Alaska energy plans spark debate

Aug. 14, 2012 at 9:07 AM

ANCHORAGE, Alaska, Aug. 14 (UPI) -- Conservationists in the United States said energy plans for Alaska show balance, while an industry trade group said it was the wrong economic decision.

U.S. Interior Secretary Ken Salazar announced plans for new drilling in about half of the National Petroleum Reserve in Alaska. The plan would open 11.8 million acres for leasing, providing access to the estimated 549 million barrels of oil and 8.7 trillion cubic feet of natural gas in the region.

Salazar, during a news conference, said the plan strikes balance between oil and gas development needs and environmental protection.
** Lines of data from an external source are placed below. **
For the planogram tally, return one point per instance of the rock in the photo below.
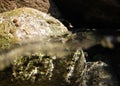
(46, 6)
(95, 13)
(24, 26)
(28, 24)
(72, 70)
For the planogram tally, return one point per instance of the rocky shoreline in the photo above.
(40, 47)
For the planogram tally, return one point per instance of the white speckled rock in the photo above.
(28, 23)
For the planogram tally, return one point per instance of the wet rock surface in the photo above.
(38, 50)
(73, 70)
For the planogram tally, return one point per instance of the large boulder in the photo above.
(95, 13)
(27, 24)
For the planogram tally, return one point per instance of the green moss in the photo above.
(6, 41)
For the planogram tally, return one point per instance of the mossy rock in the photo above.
(26, 24)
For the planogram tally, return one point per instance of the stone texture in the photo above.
(72, 70)
(95, 13)
(46, 6)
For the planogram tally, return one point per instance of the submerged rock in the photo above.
(72, 70)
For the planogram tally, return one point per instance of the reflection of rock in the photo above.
(25, 25)
(91, 13)
(43, 5)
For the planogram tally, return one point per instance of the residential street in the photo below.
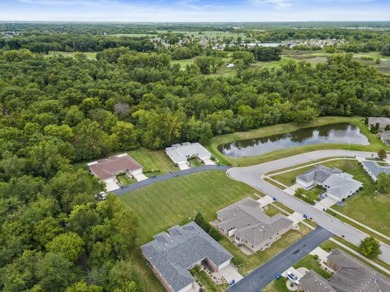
(252, 176)
(260, 277)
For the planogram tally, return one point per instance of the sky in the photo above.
(194, 10)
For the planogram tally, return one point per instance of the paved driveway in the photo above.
(259, 278)
(252, 176)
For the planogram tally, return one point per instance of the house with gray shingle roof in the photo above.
(247, 225)
(351, 275)
(337, 184)
(374, 169)
(171, 255)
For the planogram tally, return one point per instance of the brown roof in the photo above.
(108, 167)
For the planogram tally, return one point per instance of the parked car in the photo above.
(291, 276)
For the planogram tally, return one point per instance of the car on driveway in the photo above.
(291, 276)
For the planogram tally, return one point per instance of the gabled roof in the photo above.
(375, 168)
(318, 174)
(338, 183)
(173, 253)
(108, 167)
(250, 223)
(342, 186)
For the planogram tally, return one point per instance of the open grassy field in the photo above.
(311, 263)
(153, 162)
(177, 201)
(366, 207)
(375, 143)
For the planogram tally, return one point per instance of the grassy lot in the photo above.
(208, 283)
(179, 200)
(125, 180)
(375, 143)
(246, 264)
(365, 207)
(277, 286)
(311, 263)
(153, 162)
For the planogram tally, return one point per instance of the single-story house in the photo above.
(385, 137)
(381, 121)
(247, 225)
(180, 153)
(374, 169)
(108, 168)
(351, 275)
(338, 185)
(171, 255)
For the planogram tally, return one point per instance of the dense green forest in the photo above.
(56, 111)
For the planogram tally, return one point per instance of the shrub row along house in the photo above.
(351, 275)
(337, 184)
(171, 255)
(180, 153)
(247, 225)
(107, 169)
(374, 169)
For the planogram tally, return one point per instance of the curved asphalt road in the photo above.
(168, 176)
(260, 277)
(252, 176)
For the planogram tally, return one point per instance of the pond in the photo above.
(342, 133)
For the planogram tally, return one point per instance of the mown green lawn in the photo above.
(249, 263)
(177, 201)
(311, 263)
(208, 283)
(277, 286)
(153, 162)
(375, 143)
(366, 206)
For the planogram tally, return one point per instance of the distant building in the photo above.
(171, 255)
(180, 153)
(338, 185)
(247, 225)
(107, 169)
(374, 169)
(351, 275)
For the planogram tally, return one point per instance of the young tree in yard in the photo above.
(382, 154)
(370, 247)
(383, 184)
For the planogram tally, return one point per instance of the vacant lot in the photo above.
(177, 201)
(153, 162)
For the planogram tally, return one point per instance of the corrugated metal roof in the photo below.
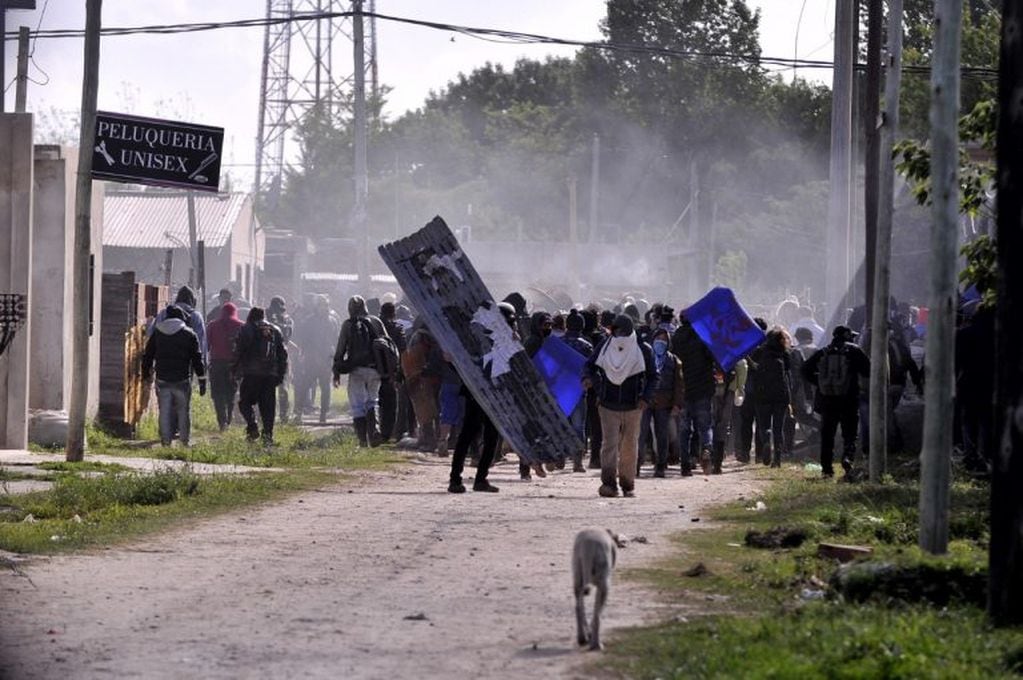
(160, 220)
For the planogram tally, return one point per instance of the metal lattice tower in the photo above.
(306, 64)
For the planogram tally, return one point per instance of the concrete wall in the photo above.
(15, 271)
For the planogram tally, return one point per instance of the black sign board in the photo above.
(145, 150)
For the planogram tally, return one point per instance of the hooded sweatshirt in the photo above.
(185, 301)
(222, 332)
(174, 348)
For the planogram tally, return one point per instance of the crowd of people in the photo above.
(653, 389)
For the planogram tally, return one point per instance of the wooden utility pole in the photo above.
(880, 320)
(594, 187)
(935, 470)
(81, 302)
(872, 137)
(21, 88)
(1005, 602)
(361, 174)
(839, 205)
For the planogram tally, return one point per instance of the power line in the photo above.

"To harness the oil and gas potential of the NPR-A, we need a plan that will help the industry bring energy safely to market from this remote location, while also protecting wildlife and subsistence rights of Alaska Natives," he said.

National Audubon Society President David Yarnold welcomed Salazar's plans as a "great victory for birds, wildlife and common sense."

Erik Milito, upstream director for the American Petroleum Institute, was quoted by The Washington Post as saying Salazar's plan "continues to leave domestic energy resources, jobs and government revenue off the table."

NPR-A was established in 1923 to ensure the U.S. military had enough energy as it moved from coal-fired power.